I am dreadfully unhappy at the moment and life is one long never-ending cycle of drudgery.

On the other hand, I love the fragments of beauty that I manage to find amidst the wreckage that I exist in.  I adore the positive connections I make, however tiny, however fleeting, with nice people.

I am unbearably lonely at times.  I am a lover.  My heart is too big to cope without someone to love.  It seems to fill to bursting with the desire to care for, to love and to nurture another.  Without that, I feel like I am not able to fully be myself.

On the other hand, I am enjoying having alone time.  I love the lack of responsibility or obligation to another person.  I like that my time is my own and I can fill it with whatever activity (or lack of it) that I please.  I love the unending possibilities for romance, for meeting someone.  The potential for feeling electricity with someone who I click with on first meeting.

I miss lots of past loves.  I don’t even know for sure what it is about them that I miss.  Maybe my favourite parts of each of them, that if combined might just possibly make someone with the capacity to love me in the way that I need.  Maybe what I miss most is the parts of me that they took with them when they left.  The parts of me that died or disappeared during the heartache that ensued when the relationships fell apart.  The parts of me that were young, naive, hopeful and open, rather than the aged, cynical, pessimistic and guarded parts they have become.  I miss feeling happy.  I miss feeling.

A friend I was fucking recently would sometimes get weirdly territorial when I stayed over (or even when I was just there for the evening) and act like a real dickhead towards me.  When I later tried to explain how it made me feel, he mockingly referred to me as a “delicate flower.”  I hung up in anger and later told him I didn’t need his patronising shit when he couldn’t even cope with having someone around for a few hours.  He told me he “heard” me.  I haven’t contacted him since.

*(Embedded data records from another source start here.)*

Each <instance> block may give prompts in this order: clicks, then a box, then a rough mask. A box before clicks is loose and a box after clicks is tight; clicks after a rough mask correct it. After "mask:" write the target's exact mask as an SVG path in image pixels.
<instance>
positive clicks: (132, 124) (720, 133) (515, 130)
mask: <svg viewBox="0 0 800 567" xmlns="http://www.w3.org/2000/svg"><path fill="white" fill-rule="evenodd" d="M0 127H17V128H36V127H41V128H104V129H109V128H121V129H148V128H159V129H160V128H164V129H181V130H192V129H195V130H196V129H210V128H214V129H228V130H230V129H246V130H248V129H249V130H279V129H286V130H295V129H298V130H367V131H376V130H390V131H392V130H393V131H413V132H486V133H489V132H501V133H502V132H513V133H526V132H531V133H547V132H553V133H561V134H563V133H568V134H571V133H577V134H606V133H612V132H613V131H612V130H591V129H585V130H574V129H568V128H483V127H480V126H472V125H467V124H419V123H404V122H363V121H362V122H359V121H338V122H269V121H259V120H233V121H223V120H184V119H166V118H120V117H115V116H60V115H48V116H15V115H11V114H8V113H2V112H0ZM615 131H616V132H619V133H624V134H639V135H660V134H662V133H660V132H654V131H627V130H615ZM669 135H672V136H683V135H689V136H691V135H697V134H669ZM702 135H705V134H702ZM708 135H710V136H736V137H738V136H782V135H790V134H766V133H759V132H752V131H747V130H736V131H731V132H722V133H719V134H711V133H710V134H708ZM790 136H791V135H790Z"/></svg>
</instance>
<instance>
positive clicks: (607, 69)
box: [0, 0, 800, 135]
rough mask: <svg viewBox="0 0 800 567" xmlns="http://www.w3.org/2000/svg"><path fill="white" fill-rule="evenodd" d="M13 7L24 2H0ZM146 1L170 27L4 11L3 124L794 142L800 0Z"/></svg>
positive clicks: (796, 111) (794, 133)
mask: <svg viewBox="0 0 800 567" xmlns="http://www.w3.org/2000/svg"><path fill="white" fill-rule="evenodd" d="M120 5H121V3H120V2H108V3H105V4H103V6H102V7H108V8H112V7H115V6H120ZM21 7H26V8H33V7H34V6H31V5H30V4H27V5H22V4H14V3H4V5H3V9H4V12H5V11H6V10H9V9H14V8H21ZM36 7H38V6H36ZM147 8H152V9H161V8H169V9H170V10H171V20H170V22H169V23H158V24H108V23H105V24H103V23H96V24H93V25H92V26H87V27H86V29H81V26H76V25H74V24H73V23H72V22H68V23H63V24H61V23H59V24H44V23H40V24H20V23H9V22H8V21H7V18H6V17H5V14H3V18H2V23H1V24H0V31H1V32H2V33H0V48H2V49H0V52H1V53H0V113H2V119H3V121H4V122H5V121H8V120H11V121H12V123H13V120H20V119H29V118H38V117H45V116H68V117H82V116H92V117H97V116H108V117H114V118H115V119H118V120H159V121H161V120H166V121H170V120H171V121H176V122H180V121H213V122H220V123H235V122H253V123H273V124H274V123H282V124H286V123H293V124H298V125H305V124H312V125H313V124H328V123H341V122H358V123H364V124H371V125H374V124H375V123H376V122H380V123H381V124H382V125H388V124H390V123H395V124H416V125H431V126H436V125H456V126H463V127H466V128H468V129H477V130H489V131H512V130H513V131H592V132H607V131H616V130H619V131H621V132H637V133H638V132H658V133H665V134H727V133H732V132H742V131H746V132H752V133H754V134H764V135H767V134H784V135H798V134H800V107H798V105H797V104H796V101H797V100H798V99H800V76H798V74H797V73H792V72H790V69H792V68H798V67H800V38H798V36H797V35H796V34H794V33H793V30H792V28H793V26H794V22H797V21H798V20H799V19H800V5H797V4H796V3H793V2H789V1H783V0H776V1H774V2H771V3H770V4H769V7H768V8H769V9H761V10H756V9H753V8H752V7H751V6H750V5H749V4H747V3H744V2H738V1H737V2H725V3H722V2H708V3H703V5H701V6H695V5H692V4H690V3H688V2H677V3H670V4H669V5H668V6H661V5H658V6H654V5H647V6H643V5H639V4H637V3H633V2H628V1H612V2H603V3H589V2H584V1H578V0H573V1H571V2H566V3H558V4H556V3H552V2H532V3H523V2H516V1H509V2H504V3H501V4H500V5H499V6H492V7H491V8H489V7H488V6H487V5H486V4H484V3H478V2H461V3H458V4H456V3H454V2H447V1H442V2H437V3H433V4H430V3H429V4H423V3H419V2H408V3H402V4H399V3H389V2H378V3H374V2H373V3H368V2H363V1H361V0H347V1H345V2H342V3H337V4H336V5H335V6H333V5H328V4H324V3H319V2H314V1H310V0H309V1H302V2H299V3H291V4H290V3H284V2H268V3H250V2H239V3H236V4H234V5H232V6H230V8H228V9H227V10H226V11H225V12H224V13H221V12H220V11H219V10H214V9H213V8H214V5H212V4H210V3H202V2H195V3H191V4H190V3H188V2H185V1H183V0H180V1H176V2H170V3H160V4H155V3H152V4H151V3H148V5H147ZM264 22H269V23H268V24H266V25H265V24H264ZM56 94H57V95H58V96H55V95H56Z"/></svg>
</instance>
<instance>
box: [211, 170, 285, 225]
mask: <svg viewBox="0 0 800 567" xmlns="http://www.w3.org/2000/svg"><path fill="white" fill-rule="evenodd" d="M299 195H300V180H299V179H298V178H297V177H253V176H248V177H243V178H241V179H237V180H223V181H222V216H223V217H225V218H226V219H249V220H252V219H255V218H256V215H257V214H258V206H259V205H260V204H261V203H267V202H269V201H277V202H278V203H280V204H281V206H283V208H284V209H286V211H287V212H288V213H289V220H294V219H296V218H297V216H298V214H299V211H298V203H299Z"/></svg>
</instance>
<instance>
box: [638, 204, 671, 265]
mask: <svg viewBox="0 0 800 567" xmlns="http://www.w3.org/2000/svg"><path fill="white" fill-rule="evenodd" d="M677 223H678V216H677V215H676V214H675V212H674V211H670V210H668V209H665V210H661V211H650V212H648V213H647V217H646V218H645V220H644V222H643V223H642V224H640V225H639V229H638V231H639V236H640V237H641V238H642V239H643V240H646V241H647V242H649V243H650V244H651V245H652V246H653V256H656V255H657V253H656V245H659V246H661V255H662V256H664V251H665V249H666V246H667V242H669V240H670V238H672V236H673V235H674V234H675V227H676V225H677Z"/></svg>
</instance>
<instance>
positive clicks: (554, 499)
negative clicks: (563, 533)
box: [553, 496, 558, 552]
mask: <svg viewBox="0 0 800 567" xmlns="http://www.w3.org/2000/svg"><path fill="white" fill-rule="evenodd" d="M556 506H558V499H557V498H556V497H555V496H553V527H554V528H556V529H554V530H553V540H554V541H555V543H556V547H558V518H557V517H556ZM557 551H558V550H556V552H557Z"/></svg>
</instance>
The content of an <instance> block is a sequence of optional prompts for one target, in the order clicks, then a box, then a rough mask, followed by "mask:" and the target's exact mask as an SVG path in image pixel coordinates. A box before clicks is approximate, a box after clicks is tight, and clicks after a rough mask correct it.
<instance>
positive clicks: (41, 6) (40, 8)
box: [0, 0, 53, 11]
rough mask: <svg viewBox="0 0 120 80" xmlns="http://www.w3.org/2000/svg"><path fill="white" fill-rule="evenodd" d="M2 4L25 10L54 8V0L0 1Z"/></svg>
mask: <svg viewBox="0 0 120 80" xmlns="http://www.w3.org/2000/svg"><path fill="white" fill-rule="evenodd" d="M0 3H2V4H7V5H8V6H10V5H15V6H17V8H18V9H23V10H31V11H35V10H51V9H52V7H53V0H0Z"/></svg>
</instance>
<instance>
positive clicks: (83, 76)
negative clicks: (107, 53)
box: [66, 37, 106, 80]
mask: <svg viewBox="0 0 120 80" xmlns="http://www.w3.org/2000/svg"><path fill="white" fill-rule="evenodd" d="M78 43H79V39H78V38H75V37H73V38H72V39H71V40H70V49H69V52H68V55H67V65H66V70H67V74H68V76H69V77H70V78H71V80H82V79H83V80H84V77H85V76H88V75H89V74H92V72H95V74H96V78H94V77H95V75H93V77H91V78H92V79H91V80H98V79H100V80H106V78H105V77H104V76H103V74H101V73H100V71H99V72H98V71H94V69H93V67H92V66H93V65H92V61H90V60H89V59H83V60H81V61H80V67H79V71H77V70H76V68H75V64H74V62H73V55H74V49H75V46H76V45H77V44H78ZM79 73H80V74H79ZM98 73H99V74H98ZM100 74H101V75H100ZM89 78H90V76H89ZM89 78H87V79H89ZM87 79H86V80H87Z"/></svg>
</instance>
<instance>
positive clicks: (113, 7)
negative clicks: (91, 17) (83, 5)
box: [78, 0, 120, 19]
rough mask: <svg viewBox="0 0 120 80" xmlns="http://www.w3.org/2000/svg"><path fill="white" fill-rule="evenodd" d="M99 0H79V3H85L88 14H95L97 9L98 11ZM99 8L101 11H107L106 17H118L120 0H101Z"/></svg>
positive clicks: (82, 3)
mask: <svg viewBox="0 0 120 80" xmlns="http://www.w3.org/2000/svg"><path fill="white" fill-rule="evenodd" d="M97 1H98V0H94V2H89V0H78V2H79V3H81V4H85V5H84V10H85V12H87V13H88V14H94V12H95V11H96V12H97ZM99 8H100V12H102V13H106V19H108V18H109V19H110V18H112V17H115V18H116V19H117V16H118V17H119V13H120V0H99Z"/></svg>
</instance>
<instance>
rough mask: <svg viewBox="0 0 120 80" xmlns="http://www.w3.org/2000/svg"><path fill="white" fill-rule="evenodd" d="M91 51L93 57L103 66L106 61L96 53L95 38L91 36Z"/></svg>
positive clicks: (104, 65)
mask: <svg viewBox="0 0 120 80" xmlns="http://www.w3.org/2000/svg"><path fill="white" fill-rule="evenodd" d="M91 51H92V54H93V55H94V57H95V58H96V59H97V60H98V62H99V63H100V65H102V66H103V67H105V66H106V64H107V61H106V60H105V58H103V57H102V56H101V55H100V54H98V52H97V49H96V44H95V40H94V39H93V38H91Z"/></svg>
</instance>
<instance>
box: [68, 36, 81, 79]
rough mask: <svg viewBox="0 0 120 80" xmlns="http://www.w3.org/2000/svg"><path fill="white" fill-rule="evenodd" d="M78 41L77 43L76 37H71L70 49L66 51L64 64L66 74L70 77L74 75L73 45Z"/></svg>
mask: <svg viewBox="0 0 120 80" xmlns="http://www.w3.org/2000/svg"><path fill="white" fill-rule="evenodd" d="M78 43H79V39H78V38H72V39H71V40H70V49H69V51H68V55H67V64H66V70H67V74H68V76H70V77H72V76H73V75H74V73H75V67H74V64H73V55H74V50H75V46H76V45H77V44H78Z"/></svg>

But he hit the crux of my problem.

An old sort-of boyfriend who in some ways never really was (who I often feel I was meant to end up with, but who also gave me my abandonment issues) once told me that he had finally accepted that he was an incredibly emotional person and that it wasn’t a bad thing.  It was how God made him and he was that way for a purpose.  But it also meant that he had to be protective of his heart, because that openness and emotional sensitivity left him vulnerable to immense heartache.  He could see the same qualities in me, too (the heartache he then caused me is deliciously ironic of course).  I’ve since learned to be more accepting of my emotional and sensitive nature and see it as a strength of sorts.  But not everyone can deal with the love that a huge heart has to give. And I am still dealing with the fallout of failed relationships that left my heart empty because the other person would willingly take without knowing how to give back.

I am on the verge of quitting or losing my job.  I have debts that I can barely pay while getting paid, so being unemployed is not a viable financial option.  We are in the process of being evicted from our home.  We may be able to stay, but it’s really in God’s hands.  Legally I don’t think we have much of a claim to do so.  My depression is consuming my life and existing is such a struggle at times that I often wonder how much fight I have left in me.  I feel directionless and empty, like fog lingering stagnant in one place, while the world goes on around, about and through me.  But weirdly, as I write this, I feel the tiniest glimmer of hope, just enough to hang on until the tomorrow I have been delaying facing.

Since my Dad passed away, I’ve realised more acutely that I inherited my soft heart from him.  He wasn’t overly emotional, at least not explicitly.  But he had the kindest heart of anyone I know.  And when he died, all anyone said about him was that he was a genuine, nice and truly lovely man.  And I think that’s a pretty cool legacy.

My kindness is not weakness.  My heart is strong.

Do you hear me?  My heart is STRONG.